Relationships are critical for AI agents. Without them, an agent has to guess how tables join — a common source of hallucinated queries. With explicit relationships, the agent knows exactly which columns to use and which side has many rows.

Metrics

Metrics are named, reusable calculations defined at the semantic model level. They reference fields from datasets and declare the aggregation logic centrally.

Property	Description
`name`	The metric’s identifier.
`expression`	The SQL aggregation expression (e.g., `SUM(revenue)`, `COUNT(DISTINCT customer_id)`).
`description`	Human-readable explanation of what the metric measures.
`ai_context`	Instructions for AI agents on how to interpret and use this metric.

metrics:
  - name: average_order_value
    expression: AVG(revenue)
    description: Average revenue per order
    ai_context:
      instructions: >
        Use this metric for order-level analysis only.
        For customer-level averages, use customer_lifetime_aov instead.
      synonyms:
        - AOV
        - avg order size
      examples:
        - "What is the AOV this quarter?"
        - "Show me average order value by region"

The `ai_context` property

The ai_context property can appear on metrics, fields, and datasets.
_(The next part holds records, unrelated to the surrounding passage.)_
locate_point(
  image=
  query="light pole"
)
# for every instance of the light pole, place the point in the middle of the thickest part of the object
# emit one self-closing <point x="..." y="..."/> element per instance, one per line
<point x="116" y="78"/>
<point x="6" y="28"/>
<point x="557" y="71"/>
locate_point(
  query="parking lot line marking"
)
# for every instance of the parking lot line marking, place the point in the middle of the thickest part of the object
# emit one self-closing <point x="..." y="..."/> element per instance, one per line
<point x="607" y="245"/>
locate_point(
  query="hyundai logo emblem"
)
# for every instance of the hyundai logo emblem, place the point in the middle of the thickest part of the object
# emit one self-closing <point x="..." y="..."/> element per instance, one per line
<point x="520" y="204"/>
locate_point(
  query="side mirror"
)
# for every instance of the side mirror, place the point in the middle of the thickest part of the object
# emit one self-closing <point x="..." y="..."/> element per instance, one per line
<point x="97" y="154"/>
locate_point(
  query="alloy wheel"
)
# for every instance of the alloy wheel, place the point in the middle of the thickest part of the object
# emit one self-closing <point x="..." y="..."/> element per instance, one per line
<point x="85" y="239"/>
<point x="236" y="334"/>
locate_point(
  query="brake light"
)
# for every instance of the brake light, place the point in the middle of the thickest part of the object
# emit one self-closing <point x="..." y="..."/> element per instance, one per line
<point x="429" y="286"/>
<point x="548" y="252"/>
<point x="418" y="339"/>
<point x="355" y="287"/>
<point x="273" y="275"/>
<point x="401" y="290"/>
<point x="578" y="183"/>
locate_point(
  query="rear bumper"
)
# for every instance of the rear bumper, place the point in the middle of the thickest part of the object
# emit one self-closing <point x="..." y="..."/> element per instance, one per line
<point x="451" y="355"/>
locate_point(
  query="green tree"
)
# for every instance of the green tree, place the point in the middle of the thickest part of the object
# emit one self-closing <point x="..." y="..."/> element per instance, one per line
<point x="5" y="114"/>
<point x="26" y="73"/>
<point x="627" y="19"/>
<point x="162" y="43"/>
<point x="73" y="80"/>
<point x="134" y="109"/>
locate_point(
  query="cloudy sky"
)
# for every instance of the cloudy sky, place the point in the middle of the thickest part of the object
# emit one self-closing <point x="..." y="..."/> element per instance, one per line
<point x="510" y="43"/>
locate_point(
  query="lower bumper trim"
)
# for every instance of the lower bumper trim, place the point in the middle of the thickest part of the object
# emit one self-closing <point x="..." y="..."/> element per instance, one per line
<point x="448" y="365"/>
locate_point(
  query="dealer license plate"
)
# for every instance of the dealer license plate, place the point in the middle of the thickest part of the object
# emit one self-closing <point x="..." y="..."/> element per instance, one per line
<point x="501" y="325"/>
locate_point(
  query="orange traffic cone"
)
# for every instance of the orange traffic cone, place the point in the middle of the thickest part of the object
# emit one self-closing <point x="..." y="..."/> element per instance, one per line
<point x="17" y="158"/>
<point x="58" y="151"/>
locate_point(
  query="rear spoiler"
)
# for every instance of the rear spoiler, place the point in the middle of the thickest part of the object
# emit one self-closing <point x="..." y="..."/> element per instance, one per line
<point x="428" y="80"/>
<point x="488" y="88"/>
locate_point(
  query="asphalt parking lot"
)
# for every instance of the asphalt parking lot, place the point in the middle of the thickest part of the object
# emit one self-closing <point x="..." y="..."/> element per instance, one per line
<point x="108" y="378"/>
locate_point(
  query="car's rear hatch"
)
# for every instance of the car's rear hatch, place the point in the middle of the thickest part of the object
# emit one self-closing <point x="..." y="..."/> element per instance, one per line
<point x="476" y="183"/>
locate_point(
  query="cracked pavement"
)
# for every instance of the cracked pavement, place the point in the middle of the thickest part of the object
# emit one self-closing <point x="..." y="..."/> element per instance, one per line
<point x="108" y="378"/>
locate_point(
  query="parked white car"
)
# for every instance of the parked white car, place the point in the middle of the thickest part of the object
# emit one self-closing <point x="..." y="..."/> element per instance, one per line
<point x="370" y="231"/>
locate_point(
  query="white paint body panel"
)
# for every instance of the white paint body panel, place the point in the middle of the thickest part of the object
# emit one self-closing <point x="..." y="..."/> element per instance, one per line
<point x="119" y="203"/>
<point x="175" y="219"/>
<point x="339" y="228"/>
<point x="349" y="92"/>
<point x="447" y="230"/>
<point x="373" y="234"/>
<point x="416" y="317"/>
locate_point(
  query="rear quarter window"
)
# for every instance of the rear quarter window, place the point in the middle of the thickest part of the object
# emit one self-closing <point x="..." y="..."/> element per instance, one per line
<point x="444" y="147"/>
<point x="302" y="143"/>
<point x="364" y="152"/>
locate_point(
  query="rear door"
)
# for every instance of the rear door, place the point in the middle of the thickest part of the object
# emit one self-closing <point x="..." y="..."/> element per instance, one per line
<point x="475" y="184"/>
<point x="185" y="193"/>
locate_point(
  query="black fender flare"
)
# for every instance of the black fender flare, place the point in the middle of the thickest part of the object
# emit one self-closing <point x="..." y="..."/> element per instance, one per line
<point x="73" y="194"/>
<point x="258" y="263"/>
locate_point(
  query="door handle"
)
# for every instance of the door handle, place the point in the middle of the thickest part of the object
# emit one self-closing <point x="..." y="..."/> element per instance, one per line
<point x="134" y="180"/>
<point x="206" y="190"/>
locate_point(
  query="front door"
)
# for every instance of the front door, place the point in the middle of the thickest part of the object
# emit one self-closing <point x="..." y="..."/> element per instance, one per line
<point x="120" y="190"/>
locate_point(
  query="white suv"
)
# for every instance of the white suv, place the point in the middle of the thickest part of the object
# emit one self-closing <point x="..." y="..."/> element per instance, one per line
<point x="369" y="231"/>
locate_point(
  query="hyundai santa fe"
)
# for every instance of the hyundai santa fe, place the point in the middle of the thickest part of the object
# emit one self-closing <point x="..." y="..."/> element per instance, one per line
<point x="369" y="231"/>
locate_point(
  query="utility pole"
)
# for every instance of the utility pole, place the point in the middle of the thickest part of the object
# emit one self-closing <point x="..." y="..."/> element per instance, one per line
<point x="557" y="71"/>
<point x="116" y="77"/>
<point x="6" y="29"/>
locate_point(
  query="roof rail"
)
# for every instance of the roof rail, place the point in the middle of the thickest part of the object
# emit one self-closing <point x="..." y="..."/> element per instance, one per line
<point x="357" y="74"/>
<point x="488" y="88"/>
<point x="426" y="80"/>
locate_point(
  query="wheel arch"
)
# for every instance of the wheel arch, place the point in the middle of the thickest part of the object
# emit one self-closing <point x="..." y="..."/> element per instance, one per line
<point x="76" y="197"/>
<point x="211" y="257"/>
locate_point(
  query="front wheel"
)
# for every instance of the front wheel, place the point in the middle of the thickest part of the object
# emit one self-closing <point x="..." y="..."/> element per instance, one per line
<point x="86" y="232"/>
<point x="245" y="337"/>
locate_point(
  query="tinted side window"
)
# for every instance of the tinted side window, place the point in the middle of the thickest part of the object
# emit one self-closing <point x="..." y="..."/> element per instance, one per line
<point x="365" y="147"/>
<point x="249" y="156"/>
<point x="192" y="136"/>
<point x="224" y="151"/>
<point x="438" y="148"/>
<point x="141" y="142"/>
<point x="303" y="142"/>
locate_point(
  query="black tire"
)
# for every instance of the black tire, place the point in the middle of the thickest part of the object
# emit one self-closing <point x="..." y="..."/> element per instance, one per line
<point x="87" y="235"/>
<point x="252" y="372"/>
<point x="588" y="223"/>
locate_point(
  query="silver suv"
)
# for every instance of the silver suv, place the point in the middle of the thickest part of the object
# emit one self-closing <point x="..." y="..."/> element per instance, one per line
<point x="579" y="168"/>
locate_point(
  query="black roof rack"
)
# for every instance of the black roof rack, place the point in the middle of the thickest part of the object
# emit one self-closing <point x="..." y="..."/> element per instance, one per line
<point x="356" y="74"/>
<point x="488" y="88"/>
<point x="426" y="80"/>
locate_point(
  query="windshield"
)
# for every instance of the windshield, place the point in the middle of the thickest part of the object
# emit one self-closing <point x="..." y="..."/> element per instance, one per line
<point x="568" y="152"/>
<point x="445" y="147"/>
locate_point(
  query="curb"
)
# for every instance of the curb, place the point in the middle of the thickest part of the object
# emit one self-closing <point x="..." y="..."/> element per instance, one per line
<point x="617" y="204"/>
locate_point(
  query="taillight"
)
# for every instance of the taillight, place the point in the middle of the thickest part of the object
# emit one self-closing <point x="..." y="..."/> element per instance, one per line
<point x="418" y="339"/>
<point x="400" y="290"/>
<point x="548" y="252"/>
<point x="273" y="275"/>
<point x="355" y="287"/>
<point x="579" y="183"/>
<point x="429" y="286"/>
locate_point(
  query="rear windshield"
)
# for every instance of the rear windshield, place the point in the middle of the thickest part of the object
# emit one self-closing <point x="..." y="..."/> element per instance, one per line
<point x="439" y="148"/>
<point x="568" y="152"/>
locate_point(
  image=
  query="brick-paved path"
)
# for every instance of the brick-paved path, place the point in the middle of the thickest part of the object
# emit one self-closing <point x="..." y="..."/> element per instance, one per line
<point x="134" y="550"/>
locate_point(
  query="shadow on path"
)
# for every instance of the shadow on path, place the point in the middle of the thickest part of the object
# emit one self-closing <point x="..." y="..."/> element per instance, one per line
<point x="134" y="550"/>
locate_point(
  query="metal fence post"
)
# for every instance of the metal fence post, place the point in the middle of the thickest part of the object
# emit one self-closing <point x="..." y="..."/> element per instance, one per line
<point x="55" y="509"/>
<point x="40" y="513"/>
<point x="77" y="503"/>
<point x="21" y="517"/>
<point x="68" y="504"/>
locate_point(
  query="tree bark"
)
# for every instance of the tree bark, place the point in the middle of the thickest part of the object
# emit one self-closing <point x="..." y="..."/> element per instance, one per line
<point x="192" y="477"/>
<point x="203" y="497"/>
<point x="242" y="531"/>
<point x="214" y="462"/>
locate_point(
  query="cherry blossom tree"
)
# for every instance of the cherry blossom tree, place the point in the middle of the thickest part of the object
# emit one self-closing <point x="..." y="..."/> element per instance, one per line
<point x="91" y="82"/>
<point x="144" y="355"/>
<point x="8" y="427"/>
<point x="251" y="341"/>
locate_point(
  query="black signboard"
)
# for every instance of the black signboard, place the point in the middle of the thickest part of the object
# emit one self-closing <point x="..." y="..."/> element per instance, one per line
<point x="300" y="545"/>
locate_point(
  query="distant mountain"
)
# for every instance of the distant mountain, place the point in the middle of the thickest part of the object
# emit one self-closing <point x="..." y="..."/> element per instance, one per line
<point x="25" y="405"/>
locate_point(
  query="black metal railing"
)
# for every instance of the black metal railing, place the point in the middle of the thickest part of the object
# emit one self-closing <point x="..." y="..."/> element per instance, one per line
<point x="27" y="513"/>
It accepts two formats:

String format

A simple string with instructions for the AI:

ai_context: Revenue is recognized at shipment. Do not confuse with gross_merchandise_value which includes cancelled orders.

Object format

A structured object with specific guidance:

ai_context:
  instructions: >
    This field represents net revenue after returns and discounts.
    Always pair with order_date for time-series analysis.
  synonyms:
    - net sales
    - revenue
    - sales amount
  examples:
    - "What was total revenue last month?"
    - "Show revenue by product category"

The object format is preferred for Gold-tier metadata because it gives AI agents structured, unambiguous guidance. The synonyms list helps agents match user questions to the correct field even when the user uses informal language. The examples list provides concrete query patterns the agent can follow.

ContextKit and OSI

ContextKit treats OSI files as read-only schema definitions. When you run context introspect, ContextKit generates OSI files from your warehouse. When you run context enrich, ContextKit writes governance and rules to companion files — never to the OSI file itself.

This means your OSI files remain compliant with the specification and portable across tools. Any enrichment ContextKit adds is stored separately and can be stripped away without affecting the core schema definition.